È il tempo la costante di Life Is Strange, nella narrazione come nel gameplay. Tutta l’avventura ruota intorno al potere speciale di Maxine. La ragazza può infatti riavvolgere il tempo all’occorrenza; non sa perché, non sa come, eppure ci riesce. Se solo l’avessi saputo, non l’avrei fatto. Se solo l’avessi saputo, non l’avrei detto. In Life Is Strange potete rifarlo o ridirlo. Ogni interazione con i personaggi può essere riavvolta, letteralmente, qualora l’esito non sia di vostro gradimento. E tuttavia, non sempre l’esito vi sarà chiaro, almeno nell’immediato. Per cui certo, comodo poter riavvolgere il tempo e cambiare frase o decisione, ma l’impatto a lungo termine vi sarà comunque oscuro.
Trattandosi del primo episodio è difficile dire in che modo le vostre scelte andranno a influenzare gli esiti del racconto, ma la meccanica è curiosa. È come se il gioco fosse un eterno bivio ripetibile. Eppure, sebbene sia possibile cambiare direzione in tempo reale, tornando sui propri passi più e più volte, una volta incamminati non si torna più indietro. Se il meccanismo risulta affascinante sulla carta, in pratica non è esattamente chiaro e intuitivo da gestire. Talvolta si riavvolge troppo, o troppo poco; si ripete un’azione che non si vorrebbe ripetere o non è chiaro in che punto preciso del continuum spazio-temporale si sia giunti. Inoltre, non si capisce perché su alcuni snodi narrativi non si possa esercitare alcuna influenza. O meglio, si capisce e va bene così: Life Is Strange è pur sempre un racconto che ha un suo autore; al giocatore viene solo concessa l’illusione del controllo, ma è pur sempre un’illusione.

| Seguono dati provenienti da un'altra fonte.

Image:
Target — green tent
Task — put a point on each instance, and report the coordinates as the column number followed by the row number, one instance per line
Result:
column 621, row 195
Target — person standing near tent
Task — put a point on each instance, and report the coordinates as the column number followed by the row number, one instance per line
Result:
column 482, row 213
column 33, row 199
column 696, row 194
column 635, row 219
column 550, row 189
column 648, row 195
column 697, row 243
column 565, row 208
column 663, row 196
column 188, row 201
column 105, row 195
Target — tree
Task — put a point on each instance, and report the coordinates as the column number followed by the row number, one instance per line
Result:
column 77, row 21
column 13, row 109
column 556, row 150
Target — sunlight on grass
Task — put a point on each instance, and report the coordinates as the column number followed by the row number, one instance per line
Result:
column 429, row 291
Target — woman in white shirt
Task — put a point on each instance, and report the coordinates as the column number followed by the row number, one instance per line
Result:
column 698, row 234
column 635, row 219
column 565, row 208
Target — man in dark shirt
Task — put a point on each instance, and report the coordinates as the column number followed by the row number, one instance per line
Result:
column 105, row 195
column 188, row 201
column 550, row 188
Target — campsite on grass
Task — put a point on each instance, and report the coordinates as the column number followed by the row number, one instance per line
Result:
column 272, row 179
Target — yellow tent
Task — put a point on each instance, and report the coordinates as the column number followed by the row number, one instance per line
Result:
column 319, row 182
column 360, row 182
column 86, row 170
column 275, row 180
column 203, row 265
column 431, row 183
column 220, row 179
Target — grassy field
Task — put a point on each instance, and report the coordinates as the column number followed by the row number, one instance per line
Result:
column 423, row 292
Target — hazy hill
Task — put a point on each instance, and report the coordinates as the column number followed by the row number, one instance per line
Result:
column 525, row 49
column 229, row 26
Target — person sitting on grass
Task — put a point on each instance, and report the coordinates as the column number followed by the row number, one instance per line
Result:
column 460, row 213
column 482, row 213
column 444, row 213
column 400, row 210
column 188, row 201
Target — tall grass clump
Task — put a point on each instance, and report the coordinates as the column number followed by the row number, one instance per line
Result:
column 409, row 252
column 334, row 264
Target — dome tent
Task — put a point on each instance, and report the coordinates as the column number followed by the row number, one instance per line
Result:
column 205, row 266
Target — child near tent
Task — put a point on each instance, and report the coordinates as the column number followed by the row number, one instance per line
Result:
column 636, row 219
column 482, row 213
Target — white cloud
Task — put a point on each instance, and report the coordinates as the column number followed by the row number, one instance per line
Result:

In ogni caso, l’opera dei francesi di Dontnod Entertainment mostra un potenziale notevole. Ha atmosfera da vendere e il primo episodio, in circa tre ore, suggerisce al giocatore temi per niente banali: rapporti familiari problematici, relazioni sentimentali sospese, sogni premonitori o allegorie? C’è poi un mistero da risolvere ad Arcadia Bay, tassello dopo tassello. Questo primo episodio getta basi considerevoli, resta da vedere se i prossimi riusciranno a reggere le aspettative e a sviluppare a dovere le tematiche qui introdotte. Nota a margine: la colonna sonora, da sola, vale metà del gioco.